Luckily for Black, BearingPoint is a client of VIPdesk Inc., an Alexandria-based corporate concierge service. Founded six years ago by Mary Naylor, VIPdesk aims to help busy professionals take care of tasks from the uncommon to the mundane — such as getting an eyeglass prescription filled in a strange town. But since its inception, VIPdesk has striven to set itself apart from other concierge services: In 1997, it was the first fully Internet-based concierge service in the market.

Today, the company is one of the three largest corporate concierge firms in the U.S. with more than 50 corporate clients, including big names such as MasterCard International, Citibank, Diners Club and Nextel Communications. VIPdesk also boasts the largest user population in the industry — some 10 million people. Its 100 employees throughout the U.S. and Canada do everything from finding and scheduling appointments with repairmen to planning children’s birthday parties and giving advice on how to write a wedding toast.

By February 2001, VIPdesk’s revenues had grown since it started by a whopping 1,200 percent.

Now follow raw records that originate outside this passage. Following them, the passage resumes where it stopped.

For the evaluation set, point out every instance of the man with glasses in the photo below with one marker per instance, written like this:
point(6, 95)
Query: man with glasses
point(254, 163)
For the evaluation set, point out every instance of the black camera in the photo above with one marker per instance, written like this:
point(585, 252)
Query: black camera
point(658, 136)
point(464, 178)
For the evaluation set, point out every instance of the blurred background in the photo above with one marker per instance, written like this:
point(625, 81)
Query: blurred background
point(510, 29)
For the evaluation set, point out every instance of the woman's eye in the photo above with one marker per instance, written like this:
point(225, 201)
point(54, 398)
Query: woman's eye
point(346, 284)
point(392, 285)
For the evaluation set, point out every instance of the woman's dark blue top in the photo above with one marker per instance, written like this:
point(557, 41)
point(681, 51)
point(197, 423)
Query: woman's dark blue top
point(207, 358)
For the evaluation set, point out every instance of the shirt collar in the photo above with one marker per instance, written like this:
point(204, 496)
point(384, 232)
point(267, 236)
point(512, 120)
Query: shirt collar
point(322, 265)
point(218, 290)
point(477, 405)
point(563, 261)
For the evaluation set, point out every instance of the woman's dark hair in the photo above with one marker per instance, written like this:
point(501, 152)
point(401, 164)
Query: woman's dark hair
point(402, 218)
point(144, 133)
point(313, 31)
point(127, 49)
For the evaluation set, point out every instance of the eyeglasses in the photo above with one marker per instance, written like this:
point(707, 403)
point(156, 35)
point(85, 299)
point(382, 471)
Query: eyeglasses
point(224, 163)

And in May 2002, BusinessWeek online reported that the company’s revenues had nearly tripled in two years to more than $11 million. Part of the company’s success could be due to the fact that clients’ requests are typically filled within six hours — among the fastest turnaround time in the industry, says Kelly Christiano, VIPdesk’s president.

Black can certainly attest to that. Within an hour of calling the service, she received the names of three reputable optical stores, one of them close to her hotel. Black got her new glasses with little fuss and was back at work that afternoon.